Plaintiff filed an amended complaint in November 2018 after the company’s stock price dropped 35% when Flex announced the termination of a production contract with Nike to make shoes in Mexico. The plaintiffs filed a total of four complaints, the first two of which the plaintiff voluntarily amended and the latter two of which the district court dismissed. The lead plaintiff alleged that Flex and its officers made false and misleading statements about its project with Nike and, thus, violated Sections 10(b) and 20(a) of the Securities Exchange Act of 1934 and Rule 10b-5.
On December 10, 2020, Judge Lucy H. Koh of the United States District Court for the Northern District of California granted Sidley’s motion to dismiss the complaint in its entirety and with prejudice, finding that the lawsuit failed to explain how any allegedly fraudulent public statements about the company’s production contract with Nike in Mexico were untrue or misleading when the statements were made.
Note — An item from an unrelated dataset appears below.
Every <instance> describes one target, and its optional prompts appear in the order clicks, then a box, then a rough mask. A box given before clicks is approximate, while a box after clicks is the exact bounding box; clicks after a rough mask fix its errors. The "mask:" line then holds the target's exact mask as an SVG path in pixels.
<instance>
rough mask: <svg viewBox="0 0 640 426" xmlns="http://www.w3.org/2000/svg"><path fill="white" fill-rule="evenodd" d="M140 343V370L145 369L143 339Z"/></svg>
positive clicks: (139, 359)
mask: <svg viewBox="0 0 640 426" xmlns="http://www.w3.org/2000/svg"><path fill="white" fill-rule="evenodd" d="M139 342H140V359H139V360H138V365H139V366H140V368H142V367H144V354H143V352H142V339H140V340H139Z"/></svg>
The plaintiffs appealed to the Ninth Circuit, which affirmed the dismissal. The Ninth Circuit held, among other things, that four of the lead plaintiff’s confidential witnesses did not meet the Zucco test for reliability, that none of the allegations adequately pleaded falsity, and that Flex’s statements related to its profitability projections were “forward looking,” satisfying the PSLRA “safe harbor” provision.
Sara Brody argued the appeal and led the team, which included primary brief writer Nicole Ryan; David R. Carpenter; managing associate Stephen Chang; and associate Sarah Gallo.